書評
『住宅道楽―自分の家は自分で建てる』(講談社)
奇怪な注文主と建築家の奮闘記
もし読者で、地価も下ったことだし、住宅を作る計画を立てようか、なんて考えて、住宅雑誌を手にしてワクワクしている人がいたら、ページを開くまえにこの本を読んでいただきたい(ALL REVIEWS事務局注:本書評執筆時期は1997年)。現代の日本の住宅はそうとうアヤシイところに来ているのである。その代表がハウスメーカーの作るプレハブ住宅だが、もちろん地震で壊れるとかいうのではなくて、まず価格がアヤシイ。プレファブはかつて大工さんに頼むより安いのをウリにしたが、市場を制覇してからはジリジリと値を上げ、今はけっして安くはない。その高価格も、材料や職人手間からくるのならあきらめもするが、一説によると、宣伝を含めた営業費が価格の三割を占めるともいう。生涯の賃金をはたくにしてはあまりな買い物ではないか。
デザインももうちょっとなんとかしてほしい。世界中で、やれアメリカの○○風とか、ヨーロピアンの風格とか、伝統のウンヌンとか、ゴチャマゼの家が展開するのは日本だけ。住宅を商品にしてしまった世界最初の国が日本にちがいないのだが、同じ商品でも、電化製品や車にくらべ、あまりにも質も量も劣りすぎる。
見かけだおしのハウスメーカー住宅がはびこるのにはそれだけの歴史的な必然性があって、いくら良心的な建築家でもこうした時代の潮流から逃れることはむずかしい。良心的、誠実、であればあるだけ商品化の泥沼に足を取られるような構造がすでに確立しているのである。
ではどうすればいいのか。すぐ考えつくのは、民芸路線というか、ログハウス路線というか、手作りや木の味なんかをうたうことだが、しかしそうした路線の高度なウソに気づいてしまった人はどうすればいいのか。もはや道は一つ“タダクルエ”。
建築家・石山修武は、そうしてクルッタのだった。
クルッタ結果、彼の目には、現代の住宅のおおかたが虚構の産物に見えてきた。そして世間の常識やいかにもの家庭から逸脱した住宅の中に真実を求めてゆく。
たとえば、彼の前にある日現われた注文主は、手持ち資金ゼロの結婚状態の男二人。
それでイタク闘争心をかきたてられた。家族という概念がはじまりにない。もちろん子供部屋もない。だって生れるはずがない。そうするとリビングルームもなくなる。個室もなくなる。だって(男同志だから)プライバシーがいらないという。トイレも風呂にもドアがない。台所だってコンロがふたつあればよいという。なにしろ、ガランとした空間があるだけでよいのだといい張る。

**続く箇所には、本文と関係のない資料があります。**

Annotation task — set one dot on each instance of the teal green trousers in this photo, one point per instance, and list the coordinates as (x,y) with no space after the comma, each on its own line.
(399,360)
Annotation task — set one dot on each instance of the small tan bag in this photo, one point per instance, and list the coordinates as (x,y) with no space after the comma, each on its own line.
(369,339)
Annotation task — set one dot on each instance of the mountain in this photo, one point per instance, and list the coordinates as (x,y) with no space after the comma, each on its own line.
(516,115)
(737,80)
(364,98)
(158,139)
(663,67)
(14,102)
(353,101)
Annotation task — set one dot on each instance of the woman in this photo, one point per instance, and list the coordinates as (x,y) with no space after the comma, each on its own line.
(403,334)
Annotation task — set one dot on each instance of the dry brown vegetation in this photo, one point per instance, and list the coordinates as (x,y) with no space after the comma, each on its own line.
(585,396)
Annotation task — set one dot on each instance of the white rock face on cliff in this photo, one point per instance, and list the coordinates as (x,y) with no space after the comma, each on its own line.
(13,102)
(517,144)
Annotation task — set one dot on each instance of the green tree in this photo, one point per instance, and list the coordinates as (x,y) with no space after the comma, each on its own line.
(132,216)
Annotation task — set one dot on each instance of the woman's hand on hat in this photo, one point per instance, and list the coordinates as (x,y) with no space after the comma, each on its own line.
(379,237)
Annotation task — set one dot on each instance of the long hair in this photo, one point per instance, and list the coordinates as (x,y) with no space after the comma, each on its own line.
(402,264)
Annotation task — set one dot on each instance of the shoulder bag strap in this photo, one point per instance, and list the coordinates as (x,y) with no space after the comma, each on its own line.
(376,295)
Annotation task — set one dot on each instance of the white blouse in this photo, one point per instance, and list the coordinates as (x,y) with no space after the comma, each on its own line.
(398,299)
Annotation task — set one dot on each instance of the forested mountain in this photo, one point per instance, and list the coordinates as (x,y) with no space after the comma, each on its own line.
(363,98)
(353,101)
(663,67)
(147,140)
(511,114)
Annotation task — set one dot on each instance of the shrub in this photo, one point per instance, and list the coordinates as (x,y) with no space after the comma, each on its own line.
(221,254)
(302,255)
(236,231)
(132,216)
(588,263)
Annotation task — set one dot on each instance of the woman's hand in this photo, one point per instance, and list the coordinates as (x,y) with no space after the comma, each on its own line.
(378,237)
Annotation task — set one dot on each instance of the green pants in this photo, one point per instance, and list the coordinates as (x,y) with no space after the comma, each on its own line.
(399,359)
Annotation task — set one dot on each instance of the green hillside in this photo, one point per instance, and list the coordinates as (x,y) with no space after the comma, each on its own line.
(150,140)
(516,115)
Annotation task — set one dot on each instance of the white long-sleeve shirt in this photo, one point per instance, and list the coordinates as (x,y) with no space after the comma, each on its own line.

そして、総工費千五百万円の家が完成する。この格納庫のような家の中に納まる家具は二人が拾ってきた物ばかり。たとえば椅子は、「一時代前の理容院に置かれていた、床屋の椅子。ドッシリと重厚で、しかもレバーひとつでリクライニングの角度が変わり、ほとんど水平のベッドみたいになってしまう」
次々に現われる、というより呼び寄せられる、こうした奇怪な注文主と建築家石山の組んずほぐれつの住まい作り奮闘記を読んでいると、原始人が木の枝や石コロを手にして最初の家を作ろうとした時のシーンを現代で見ているような感動を覚える。そして、自分もいっちょやってやろう、とアブナイ元気が湧いてくるのである。